Heute sind die beiden verheiratet und haben drei Kinder. Sie leben derzeit auf Mallorca. Das Unternehmen ist kontinuierlich gewachsen und 2022 ist Elvang ein Textilunternehmen, das mit einem Lebensstil verbunden ist, und nicht nur Decken und Kissen in Alpakawolle führt, sondern auch ein breites Sortiment an Heimtextilien wie Bettwäsche, Handtücher, Schals und Bodenläufer. Obwohl das Herz bei peruanischer Alpakawolle höher schlägt, produziert Elvang heute auch Textilien aus Baumwolle und Leinen.
 
Aber zurück zum Anfang: Als Tina und Lasse Elvang 2002 aus Peru nach Hause kamen, dachte keiner von beiden daran, ein Unternehmen zu gründen. Beide waren beruflich erfolgreich – Tina arbeitete damals am Institut für Menschenrechte und Lasse, mit seinem Abschluss als Master of Science in Economics, war als Wirtschaftswissenschaftler für Sonofon tätig – und keiner träumte davon, selbständig zu werden. Zumindest nicht zu Beginn. Als sie jedoch auf einem Markt die wunderschönen Decken sahen, war es um sie geschehen. Ebenso um ihre Familien und Freunde, als das Paar die Decken als Geschenke mit nach Hause nahm. Das brachte Lasse auf die Idee, den Markt zu analysieren und er stellte fest, dass niemand in Dänemark Alpakawolle verkauft. Damals konnte man eigentlich nicht viele exklusive Decken finden. Er suchte mehrere Design- und Innendesign-Geschäfte auf und als er ein überraschend positives Echo erhielt, sendete er eine E-Mail an die Firma in Peru, die die Decken erzeugte. Der Kontakt war hergestellt und zum Glück sprach Lasse fließend Spanisch, nachdem er in Spanien studiert hatte, was die Kommunikation viel einfacher machte.
 
Darauf folgte ein Besuch in der Firma, der Lasse überzeugte, dass alles so ist, wie es sein sollte: keine Kinderarbeit und keine geheimen Arbeitsprogramme. Die Qualität war erstklassig und Lasse kehrte mit einem Rucksack voller Muster nach Hause zurück, um damit mehrere Händler und Fachmessen zu besuchen.  Die Reaktion war so motivierend, dass das Paar ihren Urlaub und die gesamte Freizeit dafür nutzte, mit ihren Alpakadecken in den Markt einzusteigen. Gleich zu Beginn hatten sie den Eindruck, dass Dänemark und Skandinavien für den Vertrieb nicht ausreichen würden, daher konzentrierten sie sich auch auf Exporte in die ganze Welt.  Nach einigen Monaten trafen die ersten Bestellungen aus Deutschland, Italien und den USA ein ... und dann stand dem Paar eine sehr geschäftige Phase bevor. 

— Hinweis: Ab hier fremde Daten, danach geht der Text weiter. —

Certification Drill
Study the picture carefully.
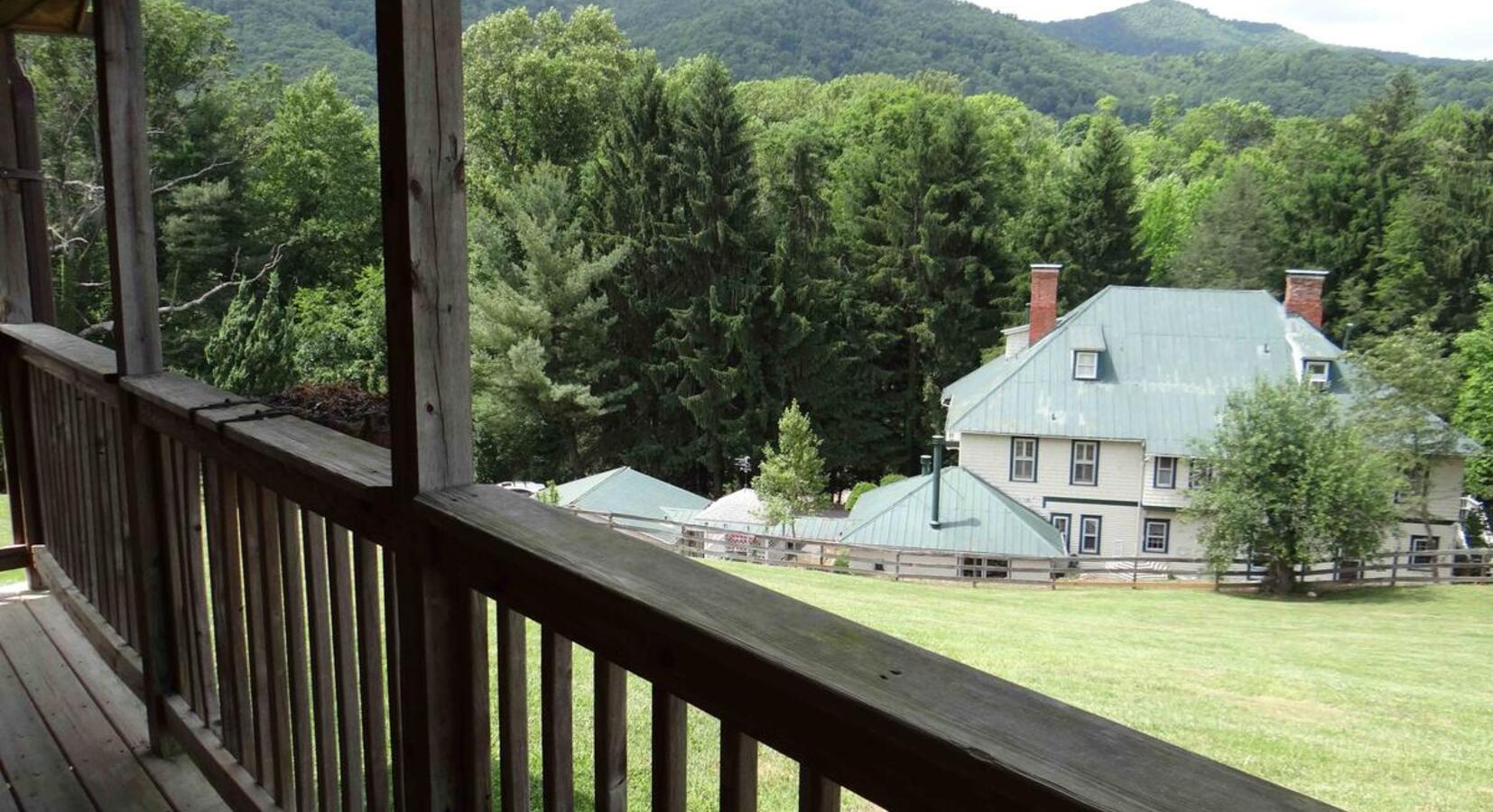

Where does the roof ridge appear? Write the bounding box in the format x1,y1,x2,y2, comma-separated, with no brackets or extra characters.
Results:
943,285,1120,431
570,466,633,502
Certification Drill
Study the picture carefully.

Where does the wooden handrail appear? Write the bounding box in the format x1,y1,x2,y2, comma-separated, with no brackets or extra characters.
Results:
3,327,1326,810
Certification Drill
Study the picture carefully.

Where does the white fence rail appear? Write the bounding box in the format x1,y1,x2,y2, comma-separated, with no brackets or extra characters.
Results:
578,511,1493,589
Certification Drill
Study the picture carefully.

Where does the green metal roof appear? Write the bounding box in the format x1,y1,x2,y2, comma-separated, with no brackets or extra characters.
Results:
840,466,1066,558
559,466,710,520
945,287,1414,457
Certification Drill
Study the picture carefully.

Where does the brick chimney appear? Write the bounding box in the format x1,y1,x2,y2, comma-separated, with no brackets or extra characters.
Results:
1284,270,1327,330
1027,264,1063,345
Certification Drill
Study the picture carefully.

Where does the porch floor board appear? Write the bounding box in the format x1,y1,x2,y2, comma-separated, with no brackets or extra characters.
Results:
0,593,227,812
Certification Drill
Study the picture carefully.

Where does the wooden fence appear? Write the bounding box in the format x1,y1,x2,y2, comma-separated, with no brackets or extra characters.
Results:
578,511,1493,589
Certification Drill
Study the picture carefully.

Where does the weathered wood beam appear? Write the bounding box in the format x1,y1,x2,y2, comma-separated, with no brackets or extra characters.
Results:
94,0,162,374
94,0,178,753
376,0,491,810
5,32,57,324
0,34,32,324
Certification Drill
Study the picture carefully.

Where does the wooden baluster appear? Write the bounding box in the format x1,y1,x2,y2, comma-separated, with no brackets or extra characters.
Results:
155,434,200,711
799,764,839,812
593,655,627,812
539,627,575,812
179,447,219,725
653,685,690,812
352,538,388,810
327,522,366,810
300,509,342,812
278,497,318,812
218,465,260,775
5,351,46,589
497,603,529,812
384,547,405,806
239,476,279,800
201,461,239,752
721,719,757,812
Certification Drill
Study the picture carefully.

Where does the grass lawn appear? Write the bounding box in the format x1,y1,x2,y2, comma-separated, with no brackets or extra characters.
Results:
493,563,1493,810
0,494,25,586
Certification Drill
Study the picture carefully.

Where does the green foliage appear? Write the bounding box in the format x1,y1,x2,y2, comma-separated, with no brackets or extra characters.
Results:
472,162,624,476
1182,381,1395,593
463,6,641,200
206,272,295,395
1051,112,1146,308
845,482,881,511
534,479,560,506
1456,291,1493,503
248,71,379,287
292,265,388,392
751,400,829,525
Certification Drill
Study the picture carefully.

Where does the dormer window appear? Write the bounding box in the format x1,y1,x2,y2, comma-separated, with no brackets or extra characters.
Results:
1302,361,1331,390
1073,349,1099,381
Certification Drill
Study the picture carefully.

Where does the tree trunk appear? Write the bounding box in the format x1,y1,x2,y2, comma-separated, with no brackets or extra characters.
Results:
1262,558,1296,595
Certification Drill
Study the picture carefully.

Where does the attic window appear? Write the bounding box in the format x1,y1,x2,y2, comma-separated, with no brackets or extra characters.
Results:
1073,349,1099,381
1302,361,1331,390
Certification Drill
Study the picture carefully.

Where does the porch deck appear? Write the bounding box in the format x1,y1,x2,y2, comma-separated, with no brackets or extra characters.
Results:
0,588,227,812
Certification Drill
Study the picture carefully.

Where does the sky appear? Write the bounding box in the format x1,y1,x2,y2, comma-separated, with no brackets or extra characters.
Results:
973,0,1493,60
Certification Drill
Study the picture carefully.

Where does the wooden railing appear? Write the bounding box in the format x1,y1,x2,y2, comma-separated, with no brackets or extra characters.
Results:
0,326,1349,810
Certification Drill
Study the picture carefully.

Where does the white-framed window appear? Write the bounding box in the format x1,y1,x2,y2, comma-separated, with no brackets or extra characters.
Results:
1011,438,1036,482
1151,457,1176,490
1068,440,1099,485
1187,457,1212,488
1409,536,1441,566
1302,361,1331,390
1050,513,1073,552
1078,516,1105,555
1073,349,1099,381
1141,520,1172,554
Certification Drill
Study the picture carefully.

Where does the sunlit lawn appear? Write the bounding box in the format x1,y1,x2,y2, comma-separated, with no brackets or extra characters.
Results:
494,564,1493,810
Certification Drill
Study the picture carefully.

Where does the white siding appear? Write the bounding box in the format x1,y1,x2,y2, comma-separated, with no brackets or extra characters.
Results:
959,431,1145,557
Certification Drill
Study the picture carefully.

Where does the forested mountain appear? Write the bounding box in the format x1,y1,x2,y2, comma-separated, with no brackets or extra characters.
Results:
1032,0,1320,57
192,0,1493,121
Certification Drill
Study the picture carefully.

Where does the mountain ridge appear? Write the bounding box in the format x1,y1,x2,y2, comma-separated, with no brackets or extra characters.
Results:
190,0,1493,121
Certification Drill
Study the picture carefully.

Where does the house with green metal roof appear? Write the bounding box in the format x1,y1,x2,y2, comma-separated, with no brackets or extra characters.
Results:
937,265,1475,559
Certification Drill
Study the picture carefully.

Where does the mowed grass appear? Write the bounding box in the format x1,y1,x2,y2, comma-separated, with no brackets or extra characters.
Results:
493,563,1493,810
0,494,25,586
691,563,1493,810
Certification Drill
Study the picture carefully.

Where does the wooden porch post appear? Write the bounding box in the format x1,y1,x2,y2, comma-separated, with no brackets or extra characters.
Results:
94,0,176,753
376,0,491,810
5,32,57,324
0,32,45,589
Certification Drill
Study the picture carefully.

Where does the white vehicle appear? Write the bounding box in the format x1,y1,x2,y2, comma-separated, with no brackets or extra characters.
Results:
497,479,545,495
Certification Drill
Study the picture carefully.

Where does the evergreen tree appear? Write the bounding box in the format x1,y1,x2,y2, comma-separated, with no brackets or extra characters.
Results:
751,400,829,525
1166,162,1284,290
660,57,763,494
1053,101,1146,309
206,270,295,395
1456,291,1493,520
585,61,694,482
472,162,626,477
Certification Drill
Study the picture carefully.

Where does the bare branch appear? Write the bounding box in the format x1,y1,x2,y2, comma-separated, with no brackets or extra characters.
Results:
151,158,235,194
78,244,285,339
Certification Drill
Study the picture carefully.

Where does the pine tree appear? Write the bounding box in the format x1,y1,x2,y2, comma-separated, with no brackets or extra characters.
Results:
585,61,696,482
662,57,763,494
206,270,295,395
472,162,626,476
751,400,829,525
1057,104,1146,309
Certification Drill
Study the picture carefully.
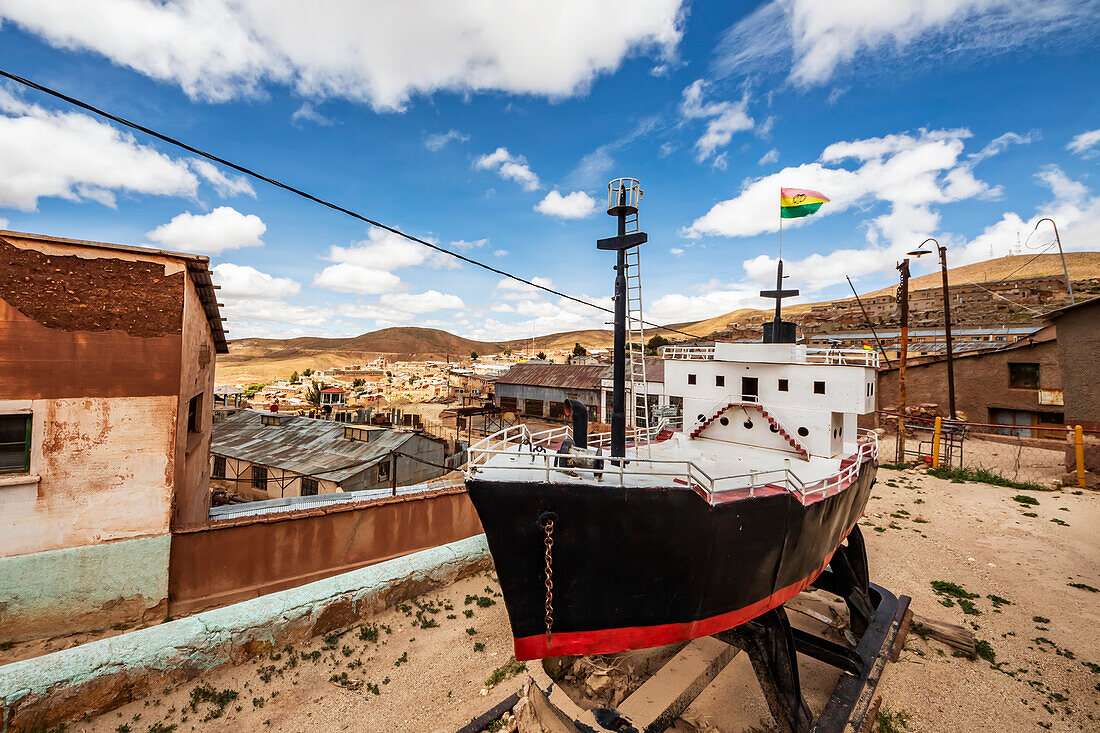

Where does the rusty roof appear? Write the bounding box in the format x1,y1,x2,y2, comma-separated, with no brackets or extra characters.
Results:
0,230,229,353
496,364,607,390
210,409,431,483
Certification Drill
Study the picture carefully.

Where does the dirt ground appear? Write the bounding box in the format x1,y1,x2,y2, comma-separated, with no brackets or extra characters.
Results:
77,469,1100,733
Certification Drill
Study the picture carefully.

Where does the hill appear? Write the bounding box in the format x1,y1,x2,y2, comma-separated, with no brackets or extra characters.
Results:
218,252,1100,382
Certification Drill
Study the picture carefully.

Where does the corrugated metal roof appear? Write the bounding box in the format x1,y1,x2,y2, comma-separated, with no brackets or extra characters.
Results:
210,409,416,482
496,363,607,390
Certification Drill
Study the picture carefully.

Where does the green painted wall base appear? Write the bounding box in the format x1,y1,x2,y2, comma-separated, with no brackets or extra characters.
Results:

„Wir lebten in einer Wohnung im vierten Stock und erhielten eine 600 kg schwere Lieferung an Decken, die wir in die Wohnung tragen mussten, denn wir verwendeten die Wohnung auch als Lager. Wir baten alle unsere Freunde um Hilfe und es wurde uns klar, wie unerfahren und unvorbereitet wir tatsächlich waren", erklärte das Paar und führt weiter aus:
„Wir hatten Elvang überhaupt nicht als eine Marke definiert. Wir hatten zwar ehrgeizige Pläne und sahen ein klares Potenzial, aber wir hatten keine langfristigen Ziele oder einen Geschäftsplan ausgearbeitet. Es war ein Prozess, der sich entwickelte."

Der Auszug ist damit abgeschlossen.